My boyfriend and I have been dating for two months. We moved really fast and fell inlove, He told me every single day how much he loved me, called me constantly, asked me to sleep over every night, I was cooking dinners, we were hanging out with friends & family and just overall having a great time together. He told me that he never met a girl that he could actually say he wanted to marry.
We ended up having a fight the other night because he came home all bent out of shape because he hit a dog on his way home, he said he needed to go out, so i let him go. Then I ended up at the same bar as him and he got really mad, thought I was "stalking him" which i definately wasnt. We fought outside the bar and then i went to his house, got my over night bag and left. He said he needed the night alone.
So i talked to him the next day and he said he needed another day, I told him that was fine and that I had plans to be with my girlfriends that night anyway (friday). I didnt hear from him all weekend And I know he had been dealing with alot of crazy family issues that were really bothering him so i stopped by on sunday night, he was in the shower and i thought I'd surprise him, he got pissed off that I didnt give him enough space, I tried to explain that its fine if he needs space but that i need him to communicate with me so that I know we are okay. He said we needed to break up, that he had too much to deal with and he couldnt handle my needing to communicate,
His friends told me that he is the kind of guy who will dissappear from a friend circle for weeks at a time if hes dealing with his own issues, and when one little thing sets him off he is absolutely miserable and can't get happy for a while. I talked to him about this for a while and he finally told me about his family problems, i told him i understood, he also said he had alot of personal problems with himself to work out and that he needed to make himself happy before being with me. He said im a great girl and he knew he was going to regret what he was doing but he needed to break up. I tried to explain to him that I want to be with him, no matter what he has going on, and that if needs time, even if we can't talk during this time then i'll wait, because i really do love him and he's worth it in my eyes. I told him how happy id been with him because i knew he was down on himself. He asks me to stay over, i tell him that i cant stay unless i know we're going to be alright, and he says that we will eventually be okay.
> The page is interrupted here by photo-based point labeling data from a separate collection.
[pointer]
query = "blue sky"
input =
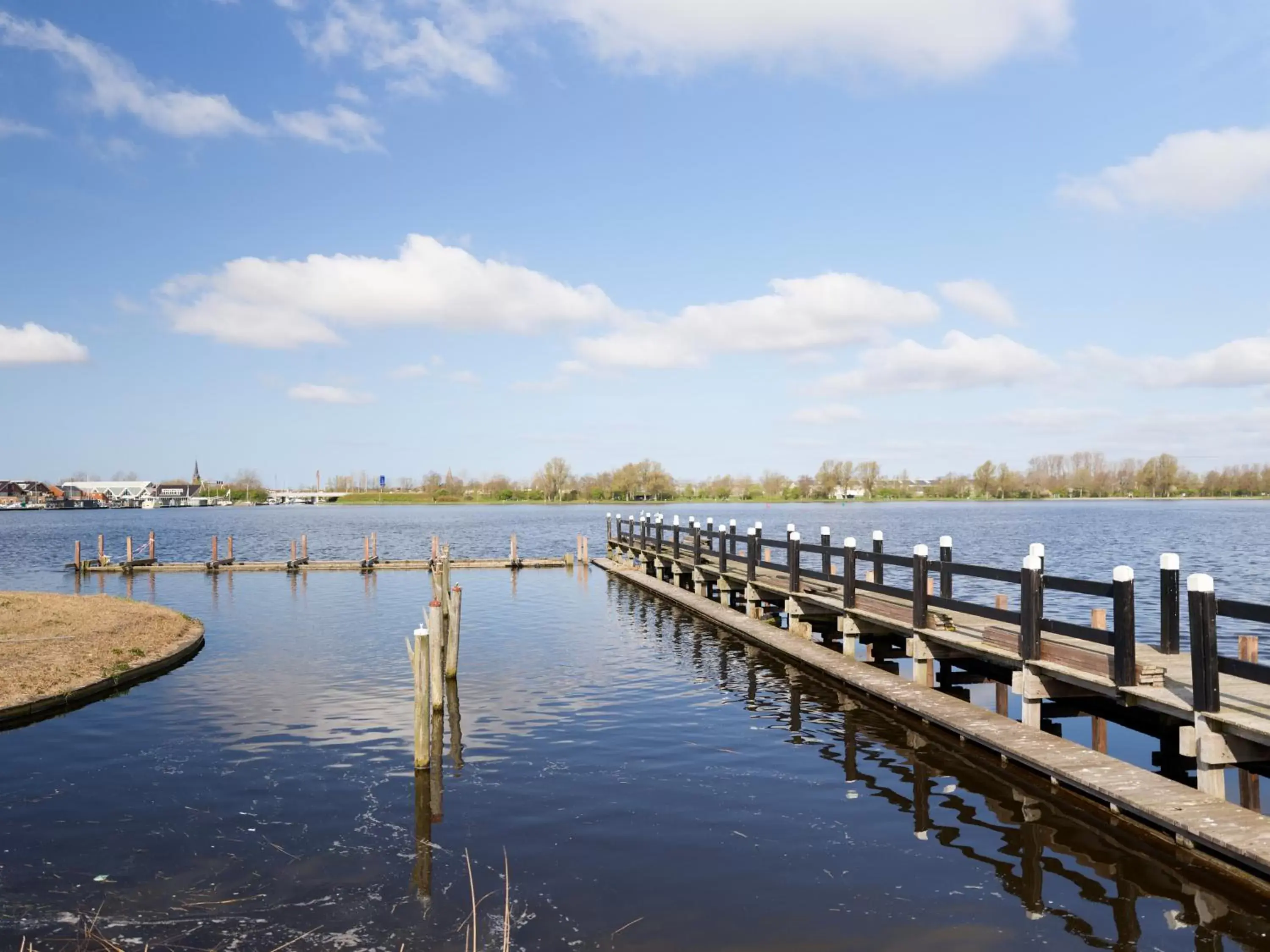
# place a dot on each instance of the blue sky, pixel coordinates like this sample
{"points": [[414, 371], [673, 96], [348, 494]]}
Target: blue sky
{"points": [[412, 235]]}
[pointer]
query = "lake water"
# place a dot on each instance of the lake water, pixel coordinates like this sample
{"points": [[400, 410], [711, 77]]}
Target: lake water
{"points": [[654, 786]]}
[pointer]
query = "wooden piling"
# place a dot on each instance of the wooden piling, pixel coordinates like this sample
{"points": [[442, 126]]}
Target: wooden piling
{"points": [[436, 660], [1170, 603], [422, 709], [456, 597]]}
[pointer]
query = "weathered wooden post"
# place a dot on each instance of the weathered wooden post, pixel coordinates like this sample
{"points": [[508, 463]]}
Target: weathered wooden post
{"points": [[1202, 608], [920, 558], [849, 572], [422, 709], [436, 649], [794, 569], [456, 601], [1170, 603], [1126, 648]]}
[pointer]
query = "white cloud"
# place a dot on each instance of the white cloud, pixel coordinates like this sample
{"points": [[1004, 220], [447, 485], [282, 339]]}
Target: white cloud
{"points": [[1237, 363], [411, 371], [116, 87], [801, 314], [285, 304], [324, 394], [963, 362], [1188, 173], [340, 126], [1055, 419], [36, 344], [418, 52], [981, 299], [827, 413], [929, 40], [13, 127]]}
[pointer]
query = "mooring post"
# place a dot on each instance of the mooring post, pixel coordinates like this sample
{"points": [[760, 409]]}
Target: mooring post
{"points": [[1202, 607], [1250, 784], [1170, 603], [456, 601], [422, 709], [849, 572], [1123, 627], [794, 569], [920, 558], [436, 648]]}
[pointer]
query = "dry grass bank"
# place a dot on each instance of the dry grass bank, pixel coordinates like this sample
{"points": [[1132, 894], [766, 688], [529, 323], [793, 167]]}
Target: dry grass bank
{"points": [[52, 645]]}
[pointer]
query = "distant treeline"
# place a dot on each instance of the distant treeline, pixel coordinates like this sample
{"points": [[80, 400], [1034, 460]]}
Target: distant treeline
{"points": [[1079, 475]]}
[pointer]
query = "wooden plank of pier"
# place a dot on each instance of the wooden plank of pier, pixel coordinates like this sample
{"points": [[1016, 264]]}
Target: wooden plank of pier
{"points": [[1223, 829]]}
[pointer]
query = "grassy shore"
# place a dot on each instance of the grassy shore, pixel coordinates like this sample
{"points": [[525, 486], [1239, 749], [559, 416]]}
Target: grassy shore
{"points": [[51, 645]]}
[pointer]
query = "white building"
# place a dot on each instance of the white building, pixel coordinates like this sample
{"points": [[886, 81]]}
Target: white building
{"points": [[116, 489]]}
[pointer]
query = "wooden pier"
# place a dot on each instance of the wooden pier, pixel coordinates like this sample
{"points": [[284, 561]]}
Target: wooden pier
{"points": [[226, 561], [1208, 711]]}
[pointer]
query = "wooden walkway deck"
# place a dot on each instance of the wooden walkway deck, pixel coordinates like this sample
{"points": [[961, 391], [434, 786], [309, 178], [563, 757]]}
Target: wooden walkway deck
{"points": [[1221, 829]]}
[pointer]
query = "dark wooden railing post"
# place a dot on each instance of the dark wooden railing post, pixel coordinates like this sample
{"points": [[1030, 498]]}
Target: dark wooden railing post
{"points": [[849, 573], [1170, 605], [1202, 608], [945, 573], [920, 556], [1126, 648], [794, 569], [1029, 610]]}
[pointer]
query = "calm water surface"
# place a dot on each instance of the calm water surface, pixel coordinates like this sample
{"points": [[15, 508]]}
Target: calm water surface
{"points": [[654, 785]]}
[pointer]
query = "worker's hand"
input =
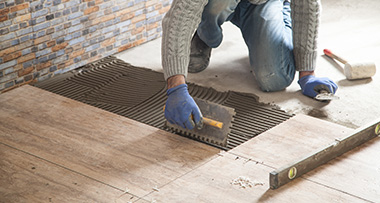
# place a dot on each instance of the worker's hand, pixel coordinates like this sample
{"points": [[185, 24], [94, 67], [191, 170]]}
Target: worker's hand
{"points": [[180, 106], [311, 85]]}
We wake up in the morning and he says the he doesnt want me to think things can go back to being the way they were, he still needs his space and then i ask him if im going to have to go another 3 days without talking to him, apparently this is what he doesnt like, my questioning when we'll talk again. So he says we need to break up, AGAIN, he tells me to get my things so that i wont have to stop by at all. Outside by my car we're talking, and im crying and hes in a bad mood because of this depression but we are talking about things and i tell him that i dont want to be without him, and that i will wait for him to take his space, I told him "you're going to miss me" and he said "maybe I won't have to amanda, just give me a little space" - from that i took, that he meant give me space so we can get back togeter and i wont have to miss u long term. Anyway then we discussed that we are not going to hook up with other people during this space, he said that if i sleep with anyone else we'll never get back together, i say that the same goes for him. I told him i want him to be able to call me and say "i want you to sleep next to me tonight, but i still need my space" He says we have amazing sex and he doesnt want anyone else, if he needs it he promised to call me and not get with some random girl. He said he wants to take it back to when we just hung out a few times a week and didnt talk everyday.
Im so confused because he told me he loved how close we were and how i took care of him so well, and now hes saying he needs time and space to do his own thing and that he needs to be happy before making me happy, and he doesnt want to have to worry about hurting me or bringing me down. I believe hes sincere but i need some serious advice from an outsider on this. I mean come on he told me he had the best 2 months of his life with me and that these new family issues screwed it all up. He's 27 years old, and I am 21. I really care about him, and I do love him. His friends say he has never been so happy as when hes with me. Someone please help me here im not sure what to think. How long am I supposed to wait for him to figure things out here?